人生の様々な場面に移動し、最後はしあわせに家族に囲まれて死んで行きました。

あっという間の様に感じたその初めてのセッションは、お昼過ぎに始めたのに、目が覚めたら既に陽が落ちて部屋は真っ暗になていました。

感想としては、映画を一本見終わった様な軽い疲労感と、そして意外にもハッキリと目の前に映像が現れることにびっくりして、その不思議な感覚は説明のしようがない様に感じました。
そして、そのことはだいぶ長いこと、つい最近までほとんど忘れていました。
氏神さんのお札をもらいに、遠くにあるお稲荷さんに行くまでは。

その日、氏神様のお札をもらいに懐かしい祖父母の思い出のある街に足を踏み入れました。

そう、この角を曲がったら床屋さんがあって、この先にお豆腐屋さんと、そうそうこの銭湯。
まだ、元気に営業しているのだなあ、と思いながら懐かしく小さい頃を思い出していました。
そして、お稲荷さんの前にたどり着き、改めてこの神社の名前が彫ってある大きな石柱を見て私はびっくりしました。

今まで、「おいなりさん」としか言っていませんでしたので、その名前を全く気にしていなかったのです。
その名は「産千代稲荷」(うぶちよいなり)でした。
「さんちよ」なのか「いくちよ」なのか、難しい読みでしたので、なんと読むかがわからずに後で検索して読みを見つけました。
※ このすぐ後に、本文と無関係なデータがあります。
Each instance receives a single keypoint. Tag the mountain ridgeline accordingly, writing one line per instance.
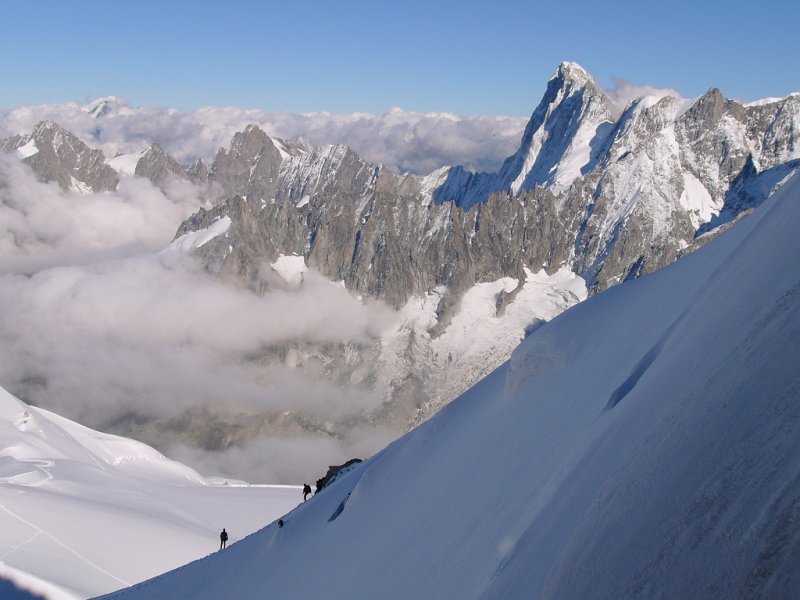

その時、だいぶ前に受けたヒプノセラピーのことを思い出しました。
その時に戻った過去生の女の子の名前が「ちよ」だったのです。
「ちよ」が生まれる稲荷。
こんな偶然があるんだと、その時はびっくりしただけでしたが、後にわかることですが、それは決して偶然ではなかったのです。
そして、私のたどる長い道のりは始まったのでした。
これから、その過去生から分かったこと、歴史のお話、そしてこれからの地球に住む私たちのお話を少しずつしていきたいと思います。